Le §626 du BGB situé au livre 2 portant sur le droit des obligations, section 8, titre 8 relatif au contrat de service, ouvre la possibilité d’un licenciement sans préavis ou fristlose Kündigung. En droit français, ce licenciement est également envisageable à l’article L. 1234-1 C. Trav., dans lequel le législateur met en place des délais de préavis minimums en cas de licenciement et ajoute que le salarié ne peut y prétendre dès lors que le licenciement est motivé par une faute grave. Le droit allemand consacre un article entier au licenciement sans préavis, ainsi le §626 BGB dispose que :

«  (1) Chacune des parties au contrat peut mettre fin au contrat de travail pour un motif grave sans avoir à respecter le délai de préavis, lorsqu’il existe des faits, en raison desquels la poursuite du contrat de travail jusqu’à l’écoulement du délai de préavis ou jusqu’au terme du contrat est intolérable pour celui qui licencie, quand on prend en compte toutes les circonstances de l’espèce et les intérêts juridiques contradictoires des deux parties au contrat.

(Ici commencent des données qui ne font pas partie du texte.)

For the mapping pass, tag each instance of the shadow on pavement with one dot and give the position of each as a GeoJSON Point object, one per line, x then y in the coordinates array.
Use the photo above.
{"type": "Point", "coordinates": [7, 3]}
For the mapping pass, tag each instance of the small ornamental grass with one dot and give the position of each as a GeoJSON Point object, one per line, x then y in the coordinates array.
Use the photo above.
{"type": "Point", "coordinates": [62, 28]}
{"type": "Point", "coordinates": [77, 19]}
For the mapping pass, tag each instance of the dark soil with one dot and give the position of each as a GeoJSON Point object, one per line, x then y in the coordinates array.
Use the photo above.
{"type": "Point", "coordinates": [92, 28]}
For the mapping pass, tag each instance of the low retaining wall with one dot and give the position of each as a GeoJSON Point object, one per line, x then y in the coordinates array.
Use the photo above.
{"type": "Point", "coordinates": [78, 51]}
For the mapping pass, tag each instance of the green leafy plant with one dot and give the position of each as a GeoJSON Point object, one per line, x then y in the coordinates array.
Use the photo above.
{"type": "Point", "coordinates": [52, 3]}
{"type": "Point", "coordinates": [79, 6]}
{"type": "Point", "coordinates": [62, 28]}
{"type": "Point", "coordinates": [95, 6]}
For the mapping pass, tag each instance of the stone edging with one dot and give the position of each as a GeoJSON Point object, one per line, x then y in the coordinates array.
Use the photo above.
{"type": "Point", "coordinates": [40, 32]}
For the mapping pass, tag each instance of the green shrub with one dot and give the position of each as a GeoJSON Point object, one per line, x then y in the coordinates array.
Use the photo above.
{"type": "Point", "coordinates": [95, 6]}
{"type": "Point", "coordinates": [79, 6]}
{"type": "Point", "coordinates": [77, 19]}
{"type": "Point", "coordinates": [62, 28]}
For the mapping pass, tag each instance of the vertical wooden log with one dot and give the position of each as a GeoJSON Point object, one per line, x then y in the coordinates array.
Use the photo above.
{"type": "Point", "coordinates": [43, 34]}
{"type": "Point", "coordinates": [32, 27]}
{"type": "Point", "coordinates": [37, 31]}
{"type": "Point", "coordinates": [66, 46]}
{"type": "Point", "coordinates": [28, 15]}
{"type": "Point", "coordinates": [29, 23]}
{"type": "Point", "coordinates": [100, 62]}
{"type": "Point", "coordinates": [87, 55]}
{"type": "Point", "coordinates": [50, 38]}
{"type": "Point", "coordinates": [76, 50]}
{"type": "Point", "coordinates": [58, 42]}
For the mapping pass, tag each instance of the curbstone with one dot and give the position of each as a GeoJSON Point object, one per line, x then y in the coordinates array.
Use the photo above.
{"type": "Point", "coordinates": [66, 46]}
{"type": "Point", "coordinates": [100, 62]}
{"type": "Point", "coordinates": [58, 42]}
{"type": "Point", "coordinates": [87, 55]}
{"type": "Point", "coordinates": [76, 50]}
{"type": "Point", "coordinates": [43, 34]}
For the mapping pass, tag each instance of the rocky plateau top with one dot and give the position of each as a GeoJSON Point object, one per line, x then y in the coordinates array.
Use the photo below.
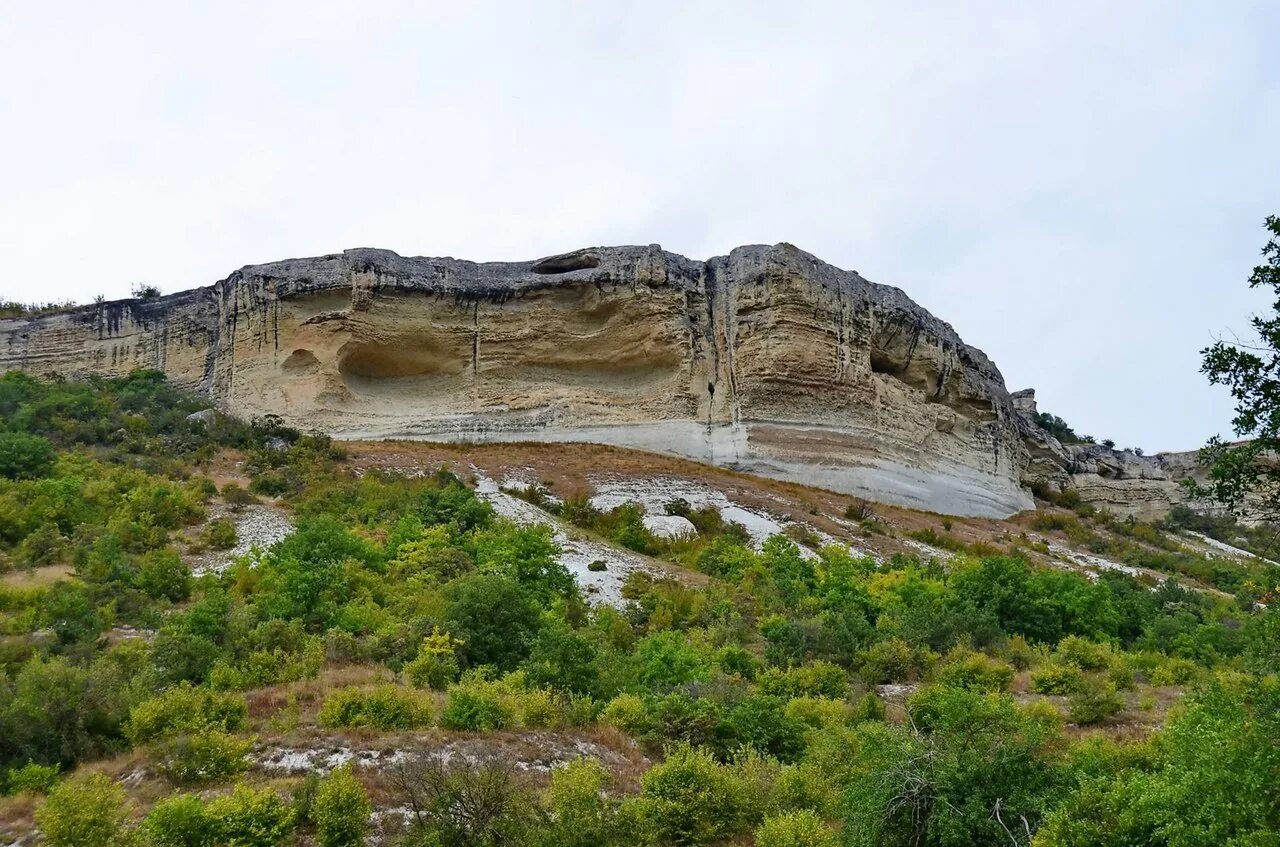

(2) Le licenciement doit avoir lieu dans un délai de deux semaines. Le délai court à partir du moment où celui qui peut licencier a connaissance des faits déterminants pour le licenciement. Celui qui a licencié doit informer immédiatement et par écrit l’autre partie de la raison du licenciement, dès lors que celle-ci en fait la demande. ».

Le terme motif grave en tant que concept juridique est soumis très largement au contrôle de la Cour fédérale du travail (BAG). Dans un jugement en date du 20 juin 2010, appelé communément Emmely-Entscheidung, le BAG a rappelé que le §626 BGB ne fait pas de toutes les actions punissables pénalement par la loi un motif grave de licenciement et que les juges du fond doivent, conformément à l’article, procéder à l’examen du cas d’espèce et à la balance des intérêts de l’employeur et du salarié. Le BAG vérifie également que le licenciement sans préavis est utilisé en dernier recours et contrôle l’utilité ou non d’un rappel à l’ordre préalable (notamment BAG, 25.10.2012). En France aussi, la Cour de cassation contrôle la qualification de la faute grave (Soc. 13 févr. 1963). Elle a ainsi jugé dernièrement qu’une dénonciation mensongère, faite de mauvaise foi, constitue une faute grave rendant impossible le maintien du salarié dans l’entreprise (Soc. 6 juin 2012). Au surplus, les juridictions supérieures des deux pays s’intéressent à la procédure de ce licenciement, notamment au respect d’un certain délai, car le motif ou la faute grave rendant impossible le maintien du salarié dans l’entreprise, la procédure doit être mise en œuvre rapidement.

Que recouvre exactement le terme wichtiger Grund du §626 BGB par rapport à la faute grave ? Ces deux termes ne subissent-ils pas une évolution liée au développement des réseaux sociaux? D’autre part, la procédure du licenciement sans préavis est-elle plus ou moins encadrée qu’en France ?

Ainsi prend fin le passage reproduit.